Ещё вчера вечером я отдал приказ Сьюзен сообщить Лине об отъезде, а минуту назад отправил её выпустить дикарку из комнаты, так как нам пора отправляться в аэропорт.

Будучи полностью уверенным, что со мной она не сможет долго играть роль покорной девочки, как делала это все дни с прислугой, я смотрю сейчас неотрывно в серый городской пейзаж за окном и прыгать не прыгаю, но стереть с губ дурацкую улыбку не могу, предвкушая, как вновь столкнусь с её диким нравом, в котором под напускной, фальшивой смиренностью безусловно царит вселенский хаос. Как услышу очередные колкие фразочки, провоцирующие во мне ядерный взрыв ярости. Как буду упиваться её демонстративными стараниями дать мне понять, какой я ужасный монстр, как не любит меня, не хочет и всем сердцем терпеть не может, пока я в её синем взгляде буду считывать всю истинную правду.

Говорю же: я точно конченый псих, раз начал торчать от всего этого. С другими женщинами я с подобным возмутительным поведением никогда не сталкивался и всегда был безгранично рад этому. Однако вечная дерзость дикарки во время исполнения моих приказов — чистая наркота, кайф, нирвана. От одного лишь предвкушения нашей очередной перепалки у меня прям все волоски на теле встают дыбом, точно от мелких разрядов тока. А стоит услышать ритмичное цоканье каблучком по ламинату, что по мере приближения ко мне в разы обостряет все симптомы «очарования», и я вмиг понимаю — моя бедная измученная пленница уже совсем рядом.

– Привет, – с ходу здоровается Лина.

Твёрдо, звучно, с чётко слышимой радостью, вводя меня в некоторый ступор.

Неужто вечно негодующая ведьма тоже ждала нашей встречи?

Отдаю все моральные силы, чтобы не проявить перед девчонкой весь пи*дец, что она во мне поневоле вызывает, и оборачиваюсь к ней, моментально встречаясь с изумительной картиной.

Мало того что Лина ярко и вполне естественно улыбается мне, что на неё никак не похоже, так ещё ни на какую несчастную пленницу и уж тем более замученную бедняжку она и близко не походит. Как и на себя — тоже. Это странно, но я даже не сразу её узнаю.

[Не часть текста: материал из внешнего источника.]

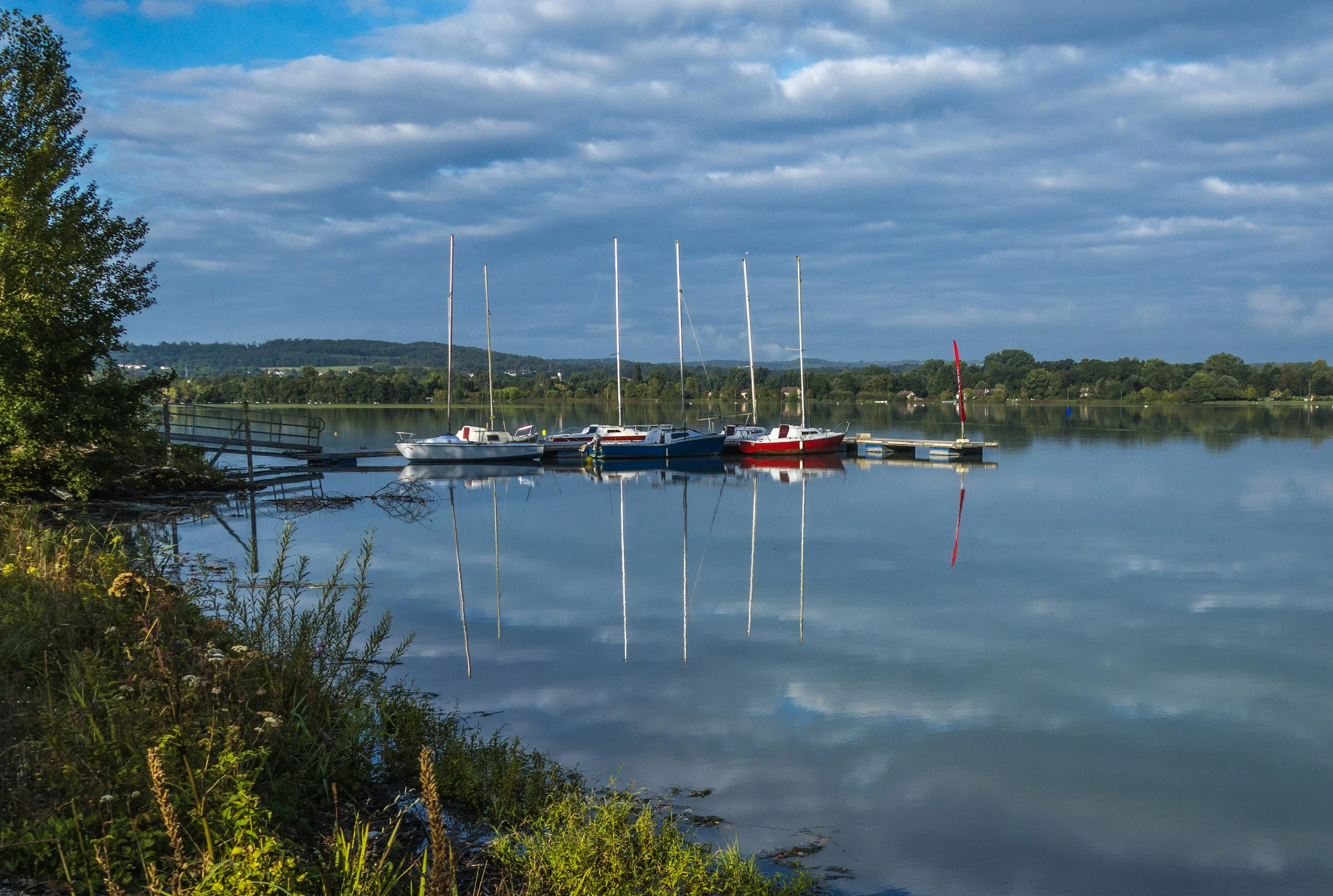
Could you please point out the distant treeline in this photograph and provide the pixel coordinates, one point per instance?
(1012, 374)
(212, 359)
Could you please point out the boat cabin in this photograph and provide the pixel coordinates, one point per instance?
(483, 435)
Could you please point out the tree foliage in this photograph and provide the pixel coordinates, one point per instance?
(68, 418)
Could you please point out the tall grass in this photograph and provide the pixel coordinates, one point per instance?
(182, 737)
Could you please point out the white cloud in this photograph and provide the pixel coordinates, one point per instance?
(1275, 310)
(1267, 192)
(987, 182)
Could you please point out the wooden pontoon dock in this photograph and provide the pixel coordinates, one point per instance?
(867, 446)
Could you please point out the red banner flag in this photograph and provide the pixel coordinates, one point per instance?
(958, 365)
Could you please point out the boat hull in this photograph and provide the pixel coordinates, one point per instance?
(698, 447)
(794, 446)
(464, 453)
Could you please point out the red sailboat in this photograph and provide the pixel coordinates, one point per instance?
(788, 439)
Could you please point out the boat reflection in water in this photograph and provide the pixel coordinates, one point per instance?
(472, 475)
(659, 472)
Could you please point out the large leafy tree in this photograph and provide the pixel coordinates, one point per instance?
(68, 416)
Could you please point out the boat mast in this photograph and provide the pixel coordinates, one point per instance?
(680, 336)
(800, 338)
(620, 414)
(491, 374)
(749, 338)
(448, 382)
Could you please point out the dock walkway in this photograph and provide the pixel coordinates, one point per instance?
(866, 445)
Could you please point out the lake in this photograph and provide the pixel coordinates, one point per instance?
(1119, 684)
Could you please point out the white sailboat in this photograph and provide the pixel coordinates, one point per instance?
(471, 445)
(663, 442)
(603, 433)
(737, 434)
(803, 439)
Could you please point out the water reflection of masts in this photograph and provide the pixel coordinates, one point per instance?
(749, 610)
(495, 509)
(958, 527)
(802, 622)
(684, 571)
(624, 606)
(458, 560)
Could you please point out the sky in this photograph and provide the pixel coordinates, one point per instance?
(1148, 178)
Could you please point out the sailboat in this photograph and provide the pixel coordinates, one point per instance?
(737, 434)
(663, 442)
(600, 433)
(471, 443)
(803, 439)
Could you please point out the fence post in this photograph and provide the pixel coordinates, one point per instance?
(167, 430)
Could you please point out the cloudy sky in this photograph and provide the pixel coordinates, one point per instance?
(1146, 178)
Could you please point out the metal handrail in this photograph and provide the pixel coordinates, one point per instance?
(222, 426)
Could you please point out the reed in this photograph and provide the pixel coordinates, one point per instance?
(186, 738)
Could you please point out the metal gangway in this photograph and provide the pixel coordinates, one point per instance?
(240, 430)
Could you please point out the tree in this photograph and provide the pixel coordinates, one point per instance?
(68, 416)
(1041, 383)
(1201, 387)
(1008, 367)
(1225, 364)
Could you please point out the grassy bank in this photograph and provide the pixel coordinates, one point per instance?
(171, 735)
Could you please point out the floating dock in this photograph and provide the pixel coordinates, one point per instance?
(863, 445)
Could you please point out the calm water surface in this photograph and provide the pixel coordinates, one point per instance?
(1120, 686)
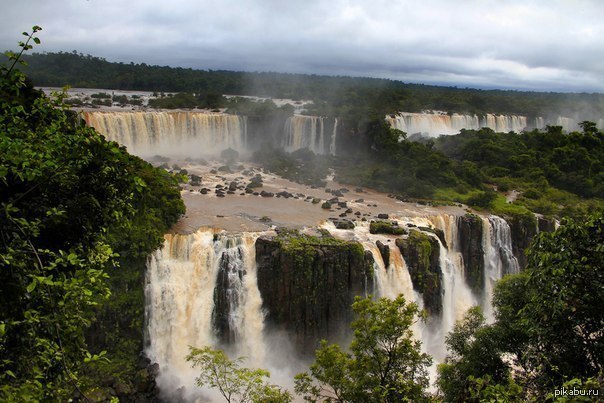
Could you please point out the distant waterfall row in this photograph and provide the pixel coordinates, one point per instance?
(144, 133)
(435, 124)
(309, 132)
(200, 133)
(202, 289)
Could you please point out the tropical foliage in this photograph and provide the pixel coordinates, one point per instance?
(69, 203)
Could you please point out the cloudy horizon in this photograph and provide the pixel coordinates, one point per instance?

Лина всегда казалась мне красивой — будь она в пацанском тряпье или же изнеможённой, бледной худышкой, но сейчас я в прямом смысле дар речи теряю от её сногсшибательной красоты.

За всё то время, что я её не видел, изящная фигурка дикарки приобрела более сочные, аппетитные формы, лицо вернуло себе живость и здоровый цвет, обычно волнистые волосы вплоть до талии спускаются блестящими ровными прядями, а сама она в целом прямо-таки расцвела, как грациозная роза, с лепестков которой мне теперь хочется пылинки, сука, сдувать.

Вот же чёрт! Начинается, бля*ь… А точнее, ещё больше ухудшается. Минута не прошла, а я уже плыву, как масло в сковородке, всего лишь от взгляда на неё. И следом едва не шиплю от резко нахлынувшего в теле жара, когда Лина делает медленный оборот вокруг своей оси, показывая мне со всех сторон свои соблазнительные изгибы, выгодно подчеркнутые элегантным платьем.

Кремовая ткань немного не доходит до колен, с широкими бретелями и скромным декольте, которое с лёгкостью можно сделать в разы откровенней или вовсе раскрыть полностью с помощью дразнящей молнии во всю длину платья.

Расстегнуть. Выбросить тряпку нахрен. Развернуть девчонку задом. Пройтись языком по каждому её позвонку. Достигнуть попки. Сжать. Смять. Отхлестать. Расцеловать. Проникнуть. Умереть от кайфа.

– Тебе нравится? – вырывая меня из секундного погружения в мир моих фантазий, спрашивает Лина и в ожидании ответа смотрит на меня с искренним интересом.

Но, увы, по моему бесстрастному лицу ей никак не прочесть, что мне не просто нравится. Я в полном ауте от её непривычного для дикарки образа светской львицы, а член мой сейчас разорвёт ткань брюк в желании отыметь её в этом платье и без, припечатав к окну, к стене, усадив на стол, бросив на диван, нагнув... ну, в общем, вы поняли. И это настоящая трагедия, потому как я совсем не уверен, что всё это уже могу с ней сделать, не навредив ей.